The book tells other often-overlooked stories, such as those of women loyal to the British crown. "Thousands and thousands of American colonists were opposed to the Revolution, and these women thought that they were just as patriotic when they worked for the British army as Abigail Adams thought she was when she worked for the Revolutionary army. And sometimes they were neighbors," says Berkin.

In Revolutionary Mothers, Berkin writes for a general audience, in a lucid, engaging style, as she has done in previous works such as A Brilliant Solution: Inventing the American Constitution (Harcourt, 2002). With that highly readable, down-to-earth account of the Constitutional Convention, she sought to dispel the myth of the founding fathers as demigods, instead portraying them as a fascinating cast of human characters, with their many foibles, who came together in order to solve problems for the good of the country. The book won a popular readership, and is assigned in high school and college courses. She is also involved with several programs to help educate public high school teachers, and she frequently appears as a commentator in television documentaries such as The History Channel's "Founding Fathers" and "Founding Brothers," Ric Burns's "New York" series, "Benjamin Franklin" on PBS, and a program with Richard Dreyfus on the Hamilton-Burr duel.

"I see myself much more now as a public historian," she says, noting that her focus has changed somewhat in recent years. "I really want to write for the layperson."

If she has a mission to reach the general public and get readers excited about history in new ways, she also strives to write history that looks forward from the point of view of the people living it, not from hindsight, and treats historical figures as real people. "If you look at it going forward, the bewildering choices that people faced are like those we face in our lives," she says, and the outcome is always uncertain. Think, for example, of Abigail Adams, Deborah Franklin, and Martha Washington, who lived with the knowledge that their husbands would be hanged as traitors should the Revolution fail.
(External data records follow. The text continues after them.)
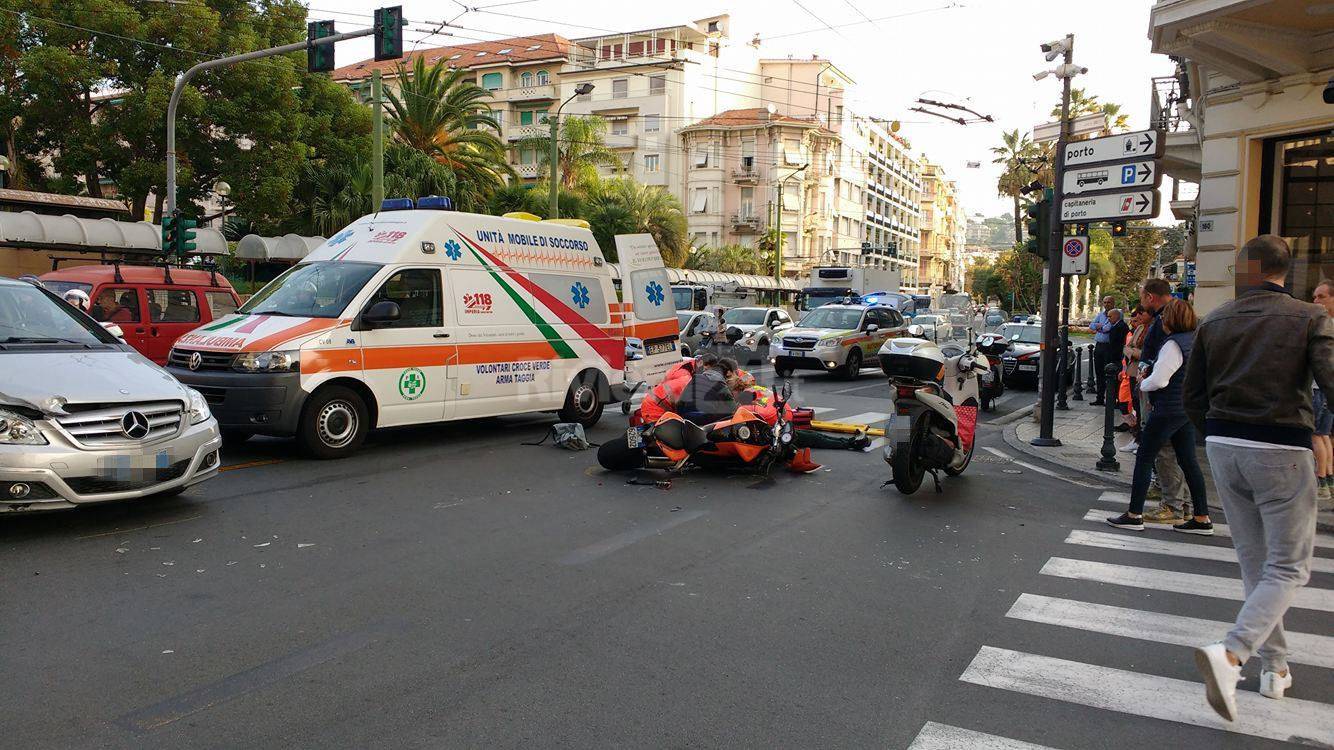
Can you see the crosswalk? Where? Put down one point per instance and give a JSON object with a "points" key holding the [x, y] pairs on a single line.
{"points": [[1153, 563]]}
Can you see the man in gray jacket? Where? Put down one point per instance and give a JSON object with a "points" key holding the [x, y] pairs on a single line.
{"points": [[1249, 389]]}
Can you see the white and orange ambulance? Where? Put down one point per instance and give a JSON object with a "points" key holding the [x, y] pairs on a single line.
{"points": [[420, 314]]}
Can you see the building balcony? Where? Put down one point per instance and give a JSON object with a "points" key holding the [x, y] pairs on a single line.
{"points": [[746, 223]]}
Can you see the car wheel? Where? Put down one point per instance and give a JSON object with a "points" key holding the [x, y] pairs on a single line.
{"points": [[582, 402], [334, 423], [853, 367]]}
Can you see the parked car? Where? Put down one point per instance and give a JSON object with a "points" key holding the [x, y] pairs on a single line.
{"points": [[1023, 359], [758, 326], [693, 328], [87, 419], [837, 338], [151, 304]]}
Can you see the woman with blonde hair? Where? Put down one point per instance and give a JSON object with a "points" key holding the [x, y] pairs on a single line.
{"points": [[1167, 423]]}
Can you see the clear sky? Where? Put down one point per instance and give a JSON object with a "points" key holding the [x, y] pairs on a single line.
{"points": [[975, 52]]}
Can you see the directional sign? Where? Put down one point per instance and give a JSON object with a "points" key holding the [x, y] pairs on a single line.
{"points": [[1109, 207], [1107, 176], [1142, 144], [1074, 256]]}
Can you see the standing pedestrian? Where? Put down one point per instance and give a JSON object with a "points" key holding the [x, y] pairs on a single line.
{"points": [[1321, 443], [1102, 350], [1249, 386], [1167, 425]]}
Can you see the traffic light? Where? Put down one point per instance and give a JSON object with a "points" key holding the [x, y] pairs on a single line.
{"points": [[319, 58], [168, 235], [388, 32], [186, 236], [1039, 226]]}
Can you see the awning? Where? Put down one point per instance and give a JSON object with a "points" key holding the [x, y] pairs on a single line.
{"points": [[286, 248], [42, 231]]}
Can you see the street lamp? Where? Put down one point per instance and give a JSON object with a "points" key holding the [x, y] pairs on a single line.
{"points": [[554, 208], [223, 190]]}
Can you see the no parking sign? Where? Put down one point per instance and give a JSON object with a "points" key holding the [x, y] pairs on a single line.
{"points": [[1074, 256]]}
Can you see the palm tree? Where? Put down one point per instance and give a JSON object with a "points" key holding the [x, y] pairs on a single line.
{"points": [[447, 118], [580, 148], [623, 206], [1019, 159]]}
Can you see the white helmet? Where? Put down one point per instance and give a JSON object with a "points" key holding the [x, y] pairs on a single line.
{"points": [[79, 299]]}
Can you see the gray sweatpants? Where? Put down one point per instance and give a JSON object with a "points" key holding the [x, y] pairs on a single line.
{"points": [[1269, 497]]}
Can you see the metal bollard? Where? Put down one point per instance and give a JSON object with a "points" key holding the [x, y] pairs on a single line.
{"points": [[1109, 445], [1091, 385], [1078, 395]]}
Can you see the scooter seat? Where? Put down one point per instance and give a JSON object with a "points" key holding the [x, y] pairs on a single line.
{"points": [[681, 435]]}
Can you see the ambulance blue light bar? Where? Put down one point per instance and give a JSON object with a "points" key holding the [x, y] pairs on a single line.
{"points": [[435, 202]]}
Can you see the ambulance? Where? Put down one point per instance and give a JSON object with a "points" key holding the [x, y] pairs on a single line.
{"points": [[420, 314]]}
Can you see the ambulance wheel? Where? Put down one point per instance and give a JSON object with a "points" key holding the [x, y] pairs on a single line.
{"points": [[582, 402], [334, 423]]}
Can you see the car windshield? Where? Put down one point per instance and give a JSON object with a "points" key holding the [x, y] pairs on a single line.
{"points": [[831, 318], [745, 316], [311, 290], [1026, 334], [30, 316]]}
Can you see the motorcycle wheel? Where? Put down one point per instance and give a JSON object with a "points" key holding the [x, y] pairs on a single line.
{"points": [[616, 455]]}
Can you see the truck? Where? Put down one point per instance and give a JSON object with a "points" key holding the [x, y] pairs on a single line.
{"points": [[834, 283]]}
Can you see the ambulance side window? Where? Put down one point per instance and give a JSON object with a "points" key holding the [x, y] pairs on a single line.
{"points": [[418, 295]]}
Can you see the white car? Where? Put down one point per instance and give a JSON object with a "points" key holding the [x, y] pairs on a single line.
{"points": [[758, 326]]}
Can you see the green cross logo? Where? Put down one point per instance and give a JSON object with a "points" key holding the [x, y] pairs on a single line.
{"points": [[411, 383]]}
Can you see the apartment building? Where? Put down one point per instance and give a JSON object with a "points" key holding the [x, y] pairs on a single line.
{"points": [[1247, 123], [651, 83], [522, 75], [943, 231]]}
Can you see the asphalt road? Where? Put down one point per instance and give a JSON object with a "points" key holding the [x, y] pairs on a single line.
{"points": [[451, 587]]}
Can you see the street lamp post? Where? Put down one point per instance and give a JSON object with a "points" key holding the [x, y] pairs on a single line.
{"points": [[554, 158]]}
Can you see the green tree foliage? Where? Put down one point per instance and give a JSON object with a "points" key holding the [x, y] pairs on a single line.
{"points": [[92, 103], [447, 118], [580, 150]]}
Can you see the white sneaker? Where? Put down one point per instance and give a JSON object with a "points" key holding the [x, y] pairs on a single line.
{"points": [[1271, 685], [1221, 679]]}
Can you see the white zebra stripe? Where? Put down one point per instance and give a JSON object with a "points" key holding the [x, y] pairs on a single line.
{"points": [[1145, 695], [1194, 583], [1303, 647]]}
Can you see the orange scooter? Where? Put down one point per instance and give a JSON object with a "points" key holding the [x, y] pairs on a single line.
{"points": [[743, 441]]}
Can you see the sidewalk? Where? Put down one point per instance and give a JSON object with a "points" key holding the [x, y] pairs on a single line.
{"points": [[1079, 431]]}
Berkin not only tells the story looking forward, but often does so from the points of view of people whose stories have not been told before. "Even today," she says, "many of the histories of the Revolution are written as if women were in some catatonic state and didn't notice that armies were marching in front of their doorsteps....What I was trying to do in this book was to make the point that in a home-front war, these women were actively engaged in an enormous number of ways."